Strengths and limitations

Our study had a few distinct advantages. First, the multi-source study design with objective and subjective job demands as explanatory variables, in addition to physiological outcome data, offered a novel way of exploring the effects of different job demands on recovery among home care staff. Second, heart rate and heart rate variability monitoring using ambulatory method and performed during authentic work time provides reliable and valid results on physical workload (Smolander et al. 2008, 2011), and recovery (Palmer et al. 2021; Parak & Korhonen 2013). The objective measurement further diminishes the biases related to self-estimation.

Next, the inclusion of the workday characteristics, obtained from a comprehensive time measurement survey and clients’ RAI data, offered insight into the direct and objective job demands home care nurses experience. Additionally, we were able to take into account the clients’ need for care, which is seldom done. This is not a minor aspect, as in this study the mean of clients’ case mix varied substantially, indicating that clients of some nurses may require significantly more care time than others.

Last, as opposed to the number of participants often found in physiological measurement studies, in our study an adequate number of participants was recruited. Regardless, the statistical power of the analyses was slightly limited, which caused some of the probable associations not to be statistically significant. In order to control for missingness in our data and analyses, we used pairwise deletion to make the most out of the dataset.

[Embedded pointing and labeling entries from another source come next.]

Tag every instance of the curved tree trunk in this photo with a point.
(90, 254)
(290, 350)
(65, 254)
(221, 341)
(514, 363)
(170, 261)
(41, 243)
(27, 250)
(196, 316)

However, our study had some limitations. First, while the workday characteristics consisted of objective measurements of job demands, the data were collected using relatively complex self-reported surveys. According to Lopetegui and co-authors (Lopetegui et al. 2014), the use of self-reporting in time motion studies can result in overestimating care time and in discrepancies on how nurses fill the surveys. These factors were mitigated with video tutorials and training sessions organised for the participating care units. In addition, the nurses reported the start and end times for each task, which may diminish the risk of overestimating care time. This same time code in regard to care time is used also in the official nurse documentation systems.

Some factors exist which can affect the validity and the reliability of the results. First, there exists a possibility for selection bias, as the care units were selected on a volunteer basis. This means that units with no excess time for research activities, and possibly worse workforce or client situation, might not be included in the study. As such, the units included in the study might be in a better situation in terms of care workforce and overall job strain. Next, in terms of statistical validity, some of the independent variables (especially the survey questions), were positively skewed. Sensitivity analysis was conducted with differently categorized variables: The direction of the results remained, but the effect of something slightly disrupting the day often weakened to statistical non-significance.

It is unclear how the results will transfer to other care settings, as the work in home care is considerably more mobile and independent compared to for example work in nursing homes. In addition, countries with significantly differently organised care for older people might have other factors that affect care workers job demands and recovery from it. Last, due to the cross-sectional study design, causality cannot be inferred from the statistical analyses.